Domestic team information
- 1952/53–1962/63: Otago
- 1964/65–1965/66: Central Otago

Career statistics
| Competition | First-class |
| Matches | 27 |
| Runs scored | 438 |
| Batting average | 10.18 |
| 100s/50s | 0/0 |
| Top score | 35 |
| Catches/stumpings | 44/29 |
- Source: Cricinfo, 8 July 2021

= Tom Flaws =

New Zealand cricketer (1932–2021)

Thomas Flaws (13 May 1932 – 24 June 2021) was a New Zealand cricketer. A wicket-keeper, he played 27 first-class matches for Otago between the 1952–53 and 1962–63 seasons.

Flaws was born at Dunedin in 1932. He played club cricket for Kaikorai in the city where he was known as an "excellent fieldsman". He played age-group for Otago, practiced with the senior team as early as the 1950–51 season, and in the same season scored a century against Southland cricket team in the Brabin Shield competition for under-21 teams.

By the start of the 1952–53 season Flaws was considered a "promising young wicket-keeper and forceful batsman" and was thought to have "excellent prospects of reading international class". He was, however, behind established 'keeper George Mills in the Otago side and, in the event, made his senior representative debut for the side playing as a specialist batsman against Canterbury in December 1952. he scored four runs on debut in his only innings, but retained his place in the side for the rest of Otago's Plunket Shield fixtures, scoring a total of 57 runs with a highest score of 21.

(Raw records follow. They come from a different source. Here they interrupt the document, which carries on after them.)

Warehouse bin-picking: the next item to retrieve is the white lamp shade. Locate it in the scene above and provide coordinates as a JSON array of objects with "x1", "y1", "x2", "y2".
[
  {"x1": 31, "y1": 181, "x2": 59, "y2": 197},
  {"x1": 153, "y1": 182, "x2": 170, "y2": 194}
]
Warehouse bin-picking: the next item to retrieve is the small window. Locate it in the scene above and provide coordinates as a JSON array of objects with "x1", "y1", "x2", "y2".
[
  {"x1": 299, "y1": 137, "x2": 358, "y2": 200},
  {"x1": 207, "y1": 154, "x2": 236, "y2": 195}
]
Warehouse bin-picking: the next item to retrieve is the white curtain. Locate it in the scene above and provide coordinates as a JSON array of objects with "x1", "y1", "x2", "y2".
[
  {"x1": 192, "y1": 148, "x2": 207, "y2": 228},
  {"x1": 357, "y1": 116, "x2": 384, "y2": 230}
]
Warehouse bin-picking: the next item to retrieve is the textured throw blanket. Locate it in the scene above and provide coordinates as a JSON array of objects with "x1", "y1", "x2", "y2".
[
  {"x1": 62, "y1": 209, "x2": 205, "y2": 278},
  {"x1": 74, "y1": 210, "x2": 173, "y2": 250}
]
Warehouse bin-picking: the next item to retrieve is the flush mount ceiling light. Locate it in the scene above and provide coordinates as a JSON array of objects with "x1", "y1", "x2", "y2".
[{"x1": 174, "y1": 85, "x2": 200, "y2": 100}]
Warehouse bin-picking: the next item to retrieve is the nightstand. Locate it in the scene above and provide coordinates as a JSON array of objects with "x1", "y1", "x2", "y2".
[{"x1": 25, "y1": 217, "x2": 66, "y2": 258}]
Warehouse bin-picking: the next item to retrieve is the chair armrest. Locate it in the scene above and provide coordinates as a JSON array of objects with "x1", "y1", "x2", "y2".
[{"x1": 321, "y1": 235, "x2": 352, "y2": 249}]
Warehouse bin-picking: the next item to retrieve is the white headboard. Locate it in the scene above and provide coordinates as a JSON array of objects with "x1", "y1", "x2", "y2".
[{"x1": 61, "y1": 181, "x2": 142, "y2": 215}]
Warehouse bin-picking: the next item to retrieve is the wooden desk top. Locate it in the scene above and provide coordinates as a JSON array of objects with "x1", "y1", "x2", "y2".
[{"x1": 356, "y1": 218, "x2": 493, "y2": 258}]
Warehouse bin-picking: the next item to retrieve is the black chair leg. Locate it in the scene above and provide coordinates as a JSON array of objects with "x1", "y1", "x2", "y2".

Flaws was kept out of the Otago side by Mills throughout much of the 1950s, only playing a single senior match for the provincial side in 1953–54 and none in the following two seasons. He played in all five of Otago's first-class matches in 1956–57 with Mills out of the side, but scored only 30 runs during the season and did not play at all during following two seasons. With Mills retired, he came back into the side for the final two matches of the 1959–60 season and then kept wicket regularly for the following three seasons.

During the 1960–61 season Flaws briefly held the record for the most wicket-keeping dismissals in the Plunket Shield season with 21―13 catches and eight stumpings―before being overtaken by Trevor McMahon who effected five dismissals in the final innings of the final match of the season between Otago and Wellington, beating Flaws by a single dismissal. During the same season he was part of a record eighth wicket partnership for Otago, scoring 35 runs―his highest first-class score―in a partnership of 149 with Bert Sutcliffe against Northern Districts at Seddon Park. The record partnership was not exceeded by Otago until the 2012–13 season.

In total Flaws played in 27 first-class matches for Otago, scoring 438 runs, taking 44 catches and effecting 29 stumpings. he played Hawke Cup cricket for Central Otago in 1964–65 and 1965–66, but did not play for the Otago side after the end of the 1962–63 season. He died at Dunedin in 2021 aged 89.